Instagram and similar social media platforms are filled with pictures of friends, acquaintances, and even complete strangers posing in front of waterfalls, dancing at music festivals, and experiencing different cultures around the world. As such, it should come as no surprise that wanderlust, the strong desire to travel and experience new places, is prevalent in many of our lives. While this feeling may be limited to vacations and travel plans for some, for others it extends into career choices and overall job satisfaction. If you find yourself wanting to switch jobs often, feeling restless when you are in one role for too long, or anxious to find something new, chances are that you are experiencing career wanderlust. While the desire to experience different companies and roles can help us to advance our careers, giving in to it too often can be detrimental.

The following are just a few of the issues that plague those with career wanderlust, and the steps to take to keep your career on track.  

Problem: You find yourself looking for new jobs… a lot….

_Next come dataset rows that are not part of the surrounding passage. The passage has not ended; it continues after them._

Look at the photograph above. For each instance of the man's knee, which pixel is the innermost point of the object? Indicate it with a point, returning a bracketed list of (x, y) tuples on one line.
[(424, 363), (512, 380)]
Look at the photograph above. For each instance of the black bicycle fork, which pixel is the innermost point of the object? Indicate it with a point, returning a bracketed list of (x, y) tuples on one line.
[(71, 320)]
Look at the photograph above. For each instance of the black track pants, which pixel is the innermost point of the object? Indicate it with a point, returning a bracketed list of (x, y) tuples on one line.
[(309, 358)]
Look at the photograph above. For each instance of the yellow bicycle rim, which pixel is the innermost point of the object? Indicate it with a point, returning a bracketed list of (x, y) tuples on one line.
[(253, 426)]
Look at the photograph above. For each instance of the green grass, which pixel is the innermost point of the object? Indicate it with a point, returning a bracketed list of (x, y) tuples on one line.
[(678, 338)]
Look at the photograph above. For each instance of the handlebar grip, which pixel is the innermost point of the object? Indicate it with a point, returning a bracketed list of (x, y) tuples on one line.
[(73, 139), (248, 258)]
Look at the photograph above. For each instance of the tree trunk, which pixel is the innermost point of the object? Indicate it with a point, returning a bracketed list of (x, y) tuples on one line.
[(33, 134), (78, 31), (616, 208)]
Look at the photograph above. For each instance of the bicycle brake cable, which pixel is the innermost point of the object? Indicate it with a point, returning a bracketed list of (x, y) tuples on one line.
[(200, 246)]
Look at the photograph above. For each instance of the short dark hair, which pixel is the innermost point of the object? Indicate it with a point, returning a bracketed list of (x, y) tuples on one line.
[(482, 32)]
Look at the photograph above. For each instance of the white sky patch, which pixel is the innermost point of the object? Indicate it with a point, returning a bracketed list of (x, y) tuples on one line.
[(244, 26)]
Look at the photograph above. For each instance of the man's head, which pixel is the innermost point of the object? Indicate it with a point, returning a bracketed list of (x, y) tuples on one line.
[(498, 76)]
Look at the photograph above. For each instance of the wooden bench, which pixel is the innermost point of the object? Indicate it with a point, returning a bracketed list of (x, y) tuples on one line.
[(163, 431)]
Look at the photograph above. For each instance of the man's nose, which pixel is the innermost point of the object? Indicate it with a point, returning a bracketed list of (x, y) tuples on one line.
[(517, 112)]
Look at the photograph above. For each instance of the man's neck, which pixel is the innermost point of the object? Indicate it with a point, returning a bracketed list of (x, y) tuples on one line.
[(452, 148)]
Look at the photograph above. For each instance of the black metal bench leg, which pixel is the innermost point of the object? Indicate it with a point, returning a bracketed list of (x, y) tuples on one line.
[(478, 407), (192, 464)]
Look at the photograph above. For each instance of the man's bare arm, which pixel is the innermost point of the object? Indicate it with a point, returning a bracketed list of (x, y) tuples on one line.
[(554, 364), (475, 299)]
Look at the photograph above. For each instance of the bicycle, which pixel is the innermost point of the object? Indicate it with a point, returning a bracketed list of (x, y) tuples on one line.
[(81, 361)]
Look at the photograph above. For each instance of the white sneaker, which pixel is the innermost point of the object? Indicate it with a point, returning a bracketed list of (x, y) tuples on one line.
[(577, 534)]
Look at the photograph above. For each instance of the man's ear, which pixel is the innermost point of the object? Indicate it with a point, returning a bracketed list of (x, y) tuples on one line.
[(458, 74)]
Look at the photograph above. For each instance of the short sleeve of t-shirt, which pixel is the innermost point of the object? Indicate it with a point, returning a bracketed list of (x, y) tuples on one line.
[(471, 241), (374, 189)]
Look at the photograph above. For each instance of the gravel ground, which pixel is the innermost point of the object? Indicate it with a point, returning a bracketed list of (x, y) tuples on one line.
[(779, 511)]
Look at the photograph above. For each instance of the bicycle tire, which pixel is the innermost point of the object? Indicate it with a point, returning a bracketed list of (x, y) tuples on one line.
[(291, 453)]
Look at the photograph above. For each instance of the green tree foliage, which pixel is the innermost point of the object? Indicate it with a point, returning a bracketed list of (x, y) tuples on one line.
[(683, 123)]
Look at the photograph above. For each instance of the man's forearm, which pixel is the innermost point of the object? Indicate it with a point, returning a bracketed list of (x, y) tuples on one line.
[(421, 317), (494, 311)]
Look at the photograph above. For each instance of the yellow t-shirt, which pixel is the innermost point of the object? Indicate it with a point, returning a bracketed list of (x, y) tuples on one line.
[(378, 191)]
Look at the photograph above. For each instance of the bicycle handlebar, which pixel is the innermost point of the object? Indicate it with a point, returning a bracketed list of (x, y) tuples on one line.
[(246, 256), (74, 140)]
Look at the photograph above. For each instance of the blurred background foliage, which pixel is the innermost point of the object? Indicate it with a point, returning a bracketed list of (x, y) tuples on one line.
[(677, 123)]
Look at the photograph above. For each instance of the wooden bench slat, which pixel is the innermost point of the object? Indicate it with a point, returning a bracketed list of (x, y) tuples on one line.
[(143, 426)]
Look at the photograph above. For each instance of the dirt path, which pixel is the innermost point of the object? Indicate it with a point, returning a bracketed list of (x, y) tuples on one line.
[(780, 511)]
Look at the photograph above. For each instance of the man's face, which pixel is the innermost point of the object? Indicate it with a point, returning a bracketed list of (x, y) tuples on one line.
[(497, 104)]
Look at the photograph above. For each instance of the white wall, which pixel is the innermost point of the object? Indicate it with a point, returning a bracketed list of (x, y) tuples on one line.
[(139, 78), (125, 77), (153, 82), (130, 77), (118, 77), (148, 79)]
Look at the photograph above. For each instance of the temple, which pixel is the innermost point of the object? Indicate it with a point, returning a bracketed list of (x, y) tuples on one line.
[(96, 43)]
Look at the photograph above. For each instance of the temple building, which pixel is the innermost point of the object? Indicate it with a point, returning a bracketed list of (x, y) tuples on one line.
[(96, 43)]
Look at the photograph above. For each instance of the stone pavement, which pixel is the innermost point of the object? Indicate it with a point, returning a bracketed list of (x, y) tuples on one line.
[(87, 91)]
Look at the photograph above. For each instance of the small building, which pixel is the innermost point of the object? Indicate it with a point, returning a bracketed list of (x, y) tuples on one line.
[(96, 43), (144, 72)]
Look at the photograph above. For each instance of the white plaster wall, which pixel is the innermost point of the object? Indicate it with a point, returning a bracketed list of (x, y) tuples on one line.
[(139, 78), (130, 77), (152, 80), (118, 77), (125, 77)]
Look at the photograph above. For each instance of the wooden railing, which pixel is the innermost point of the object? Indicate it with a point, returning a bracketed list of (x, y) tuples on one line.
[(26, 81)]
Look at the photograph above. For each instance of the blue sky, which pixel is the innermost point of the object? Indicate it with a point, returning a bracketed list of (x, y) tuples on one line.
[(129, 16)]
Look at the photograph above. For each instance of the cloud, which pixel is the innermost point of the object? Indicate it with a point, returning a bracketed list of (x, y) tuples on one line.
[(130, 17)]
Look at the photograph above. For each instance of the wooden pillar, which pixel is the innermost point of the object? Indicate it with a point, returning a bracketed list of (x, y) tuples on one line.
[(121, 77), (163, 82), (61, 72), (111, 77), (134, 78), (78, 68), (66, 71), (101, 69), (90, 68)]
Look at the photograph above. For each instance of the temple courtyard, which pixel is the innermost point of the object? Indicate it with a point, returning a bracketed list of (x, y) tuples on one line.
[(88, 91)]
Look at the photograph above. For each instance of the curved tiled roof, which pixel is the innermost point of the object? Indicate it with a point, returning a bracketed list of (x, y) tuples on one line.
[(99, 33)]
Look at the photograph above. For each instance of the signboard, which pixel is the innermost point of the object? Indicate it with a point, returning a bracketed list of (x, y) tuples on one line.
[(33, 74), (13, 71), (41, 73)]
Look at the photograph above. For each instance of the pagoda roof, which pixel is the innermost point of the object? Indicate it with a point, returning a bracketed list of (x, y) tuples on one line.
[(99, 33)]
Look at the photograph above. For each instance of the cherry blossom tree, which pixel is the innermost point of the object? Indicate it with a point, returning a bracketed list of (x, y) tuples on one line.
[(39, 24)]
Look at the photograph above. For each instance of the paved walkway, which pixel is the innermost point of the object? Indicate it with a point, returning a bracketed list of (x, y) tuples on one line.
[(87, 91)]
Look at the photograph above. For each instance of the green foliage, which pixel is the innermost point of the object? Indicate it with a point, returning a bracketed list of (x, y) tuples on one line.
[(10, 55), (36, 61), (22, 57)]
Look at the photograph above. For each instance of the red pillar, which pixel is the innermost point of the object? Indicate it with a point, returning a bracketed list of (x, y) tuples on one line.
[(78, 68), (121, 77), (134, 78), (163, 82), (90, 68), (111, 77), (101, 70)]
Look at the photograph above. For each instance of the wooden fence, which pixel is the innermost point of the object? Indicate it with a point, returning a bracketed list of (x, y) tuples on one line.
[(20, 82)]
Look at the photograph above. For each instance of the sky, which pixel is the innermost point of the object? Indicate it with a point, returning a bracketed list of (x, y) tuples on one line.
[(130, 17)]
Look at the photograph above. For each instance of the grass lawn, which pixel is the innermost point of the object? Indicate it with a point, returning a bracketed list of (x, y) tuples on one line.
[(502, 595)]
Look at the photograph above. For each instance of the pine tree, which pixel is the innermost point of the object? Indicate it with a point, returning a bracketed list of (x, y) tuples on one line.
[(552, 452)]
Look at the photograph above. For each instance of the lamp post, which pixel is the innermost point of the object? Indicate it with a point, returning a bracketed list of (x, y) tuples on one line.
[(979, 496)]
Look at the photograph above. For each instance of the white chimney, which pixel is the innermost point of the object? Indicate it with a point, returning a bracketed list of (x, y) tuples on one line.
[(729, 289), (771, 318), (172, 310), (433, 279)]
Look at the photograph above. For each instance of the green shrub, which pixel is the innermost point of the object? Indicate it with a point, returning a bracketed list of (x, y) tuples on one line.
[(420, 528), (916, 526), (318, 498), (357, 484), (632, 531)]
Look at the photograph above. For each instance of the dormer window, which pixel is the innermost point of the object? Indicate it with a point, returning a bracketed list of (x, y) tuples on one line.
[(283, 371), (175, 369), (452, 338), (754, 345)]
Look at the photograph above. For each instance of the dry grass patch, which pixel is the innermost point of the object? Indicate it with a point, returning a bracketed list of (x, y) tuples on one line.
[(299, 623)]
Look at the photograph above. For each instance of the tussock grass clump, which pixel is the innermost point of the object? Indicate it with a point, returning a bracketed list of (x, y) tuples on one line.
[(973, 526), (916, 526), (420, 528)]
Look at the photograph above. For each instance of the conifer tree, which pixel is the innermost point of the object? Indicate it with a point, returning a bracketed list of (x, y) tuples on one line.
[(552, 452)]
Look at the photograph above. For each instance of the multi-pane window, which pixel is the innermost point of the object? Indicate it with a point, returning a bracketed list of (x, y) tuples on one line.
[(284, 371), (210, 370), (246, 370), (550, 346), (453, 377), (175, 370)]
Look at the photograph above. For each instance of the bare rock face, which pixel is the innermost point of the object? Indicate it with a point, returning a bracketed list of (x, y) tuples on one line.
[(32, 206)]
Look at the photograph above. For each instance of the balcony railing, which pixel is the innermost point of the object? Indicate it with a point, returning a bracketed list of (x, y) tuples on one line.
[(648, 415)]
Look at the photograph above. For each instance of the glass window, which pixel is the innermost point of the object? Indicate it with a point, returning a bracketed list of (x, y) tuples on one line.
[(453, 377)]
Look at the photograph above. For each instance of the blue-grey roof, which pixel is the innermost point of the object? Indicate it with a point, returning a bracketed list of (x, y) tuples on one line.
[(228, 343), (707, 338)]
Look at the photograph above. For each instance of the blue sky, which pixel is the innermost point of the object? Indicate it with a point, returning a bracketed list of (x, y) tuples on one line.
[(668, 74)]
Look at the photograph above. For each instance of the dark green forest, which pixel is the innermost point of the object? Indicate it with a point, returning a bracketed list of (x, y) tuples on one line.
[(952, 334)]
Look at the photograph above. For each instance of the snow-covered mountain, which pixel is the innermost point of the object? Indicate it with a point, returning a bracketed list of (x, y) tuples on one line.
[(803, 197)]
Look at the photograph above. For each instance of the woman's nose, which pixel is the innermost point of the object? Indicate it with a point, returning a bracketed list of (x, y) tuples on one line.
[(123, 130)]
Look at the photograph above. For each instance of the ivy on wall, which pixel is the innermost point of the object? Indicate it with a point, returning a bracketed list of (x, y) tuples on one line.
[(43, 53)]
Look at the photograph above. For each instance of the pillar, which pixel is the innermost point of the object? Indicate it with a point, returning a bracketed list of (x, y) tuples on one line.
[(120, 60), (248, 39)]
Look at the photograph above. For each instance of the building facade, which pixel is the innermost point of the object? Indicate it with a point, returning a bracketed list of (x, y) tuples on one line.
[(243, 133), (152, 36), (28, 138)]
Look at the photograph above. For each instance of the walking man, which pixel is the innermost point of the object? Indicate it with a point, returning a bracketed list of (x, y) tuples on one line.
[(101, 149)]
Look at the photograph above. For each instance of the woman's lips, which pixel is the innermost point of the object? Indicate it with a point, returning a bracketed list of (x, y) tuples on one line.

Solution: Do you find yourself looking for different career opportunities before the honeymoon period at a new job is over? Be careful with how quickly and frequently you search for something new. Investing too much time and attention on the mere potential of a new job, while still adjusting to your current role, can cause some serious issues with your productivity, performance and the impression that you are making. When you feel that itch to look at job openings, talk with your manager and team members to find ways to challenge yourself and become more engaged instead. You may be able to quiet that restless feeling through experiences in your current role instead of spending time seeking new employment opportunities.  

Problem: Job satisfaction feels impossible…

Solution: Working with wanderlust makes it difficult to find true job satisfaction. Afterall, if you are always looking for the next opportunity, you are not allowing yourself to appreciate what you currently have. When you start feeling restlessness and ready to tackle a new adventure, take a moment to write a list of the reasons that you chose to apply for your current role and what you like about the direction your career has taken. It is also worth mentioning that job satisfaction often comes from the relationships that you form with your coworkers. Constantly switching jobs makes it practically impossible to form those crucial bonds that lead to job satisfaction. As a result, the next time that you are feeling restless in your career, go and grab coffee with a team member and work on forming those friendships that will make your current job worth sticking around for.

Problem: Changing jobs too frequently makes you unmarketable…

Solution: Once you have given into career wanderlust a few times, the question of commitment will inevitably start becoming a topic of conversation in interviews. Interviewers will be wondering if you are capable of committing to a job or if hiring you will end up being a costly mistake for their company. The solution to this problem is relatively simple- don’t switch jobs more frequently than once every two years. For those with career wanderlust, this is no easy task; however, it will make you more marketable when the right opportunities come along.

Wanderlust and the desire to seek out new opportunities can be a strength in your professional life if you don’t allow it to get the best of you. Be intentional with how frequently you make career changes to keep yourself on your chosen career path.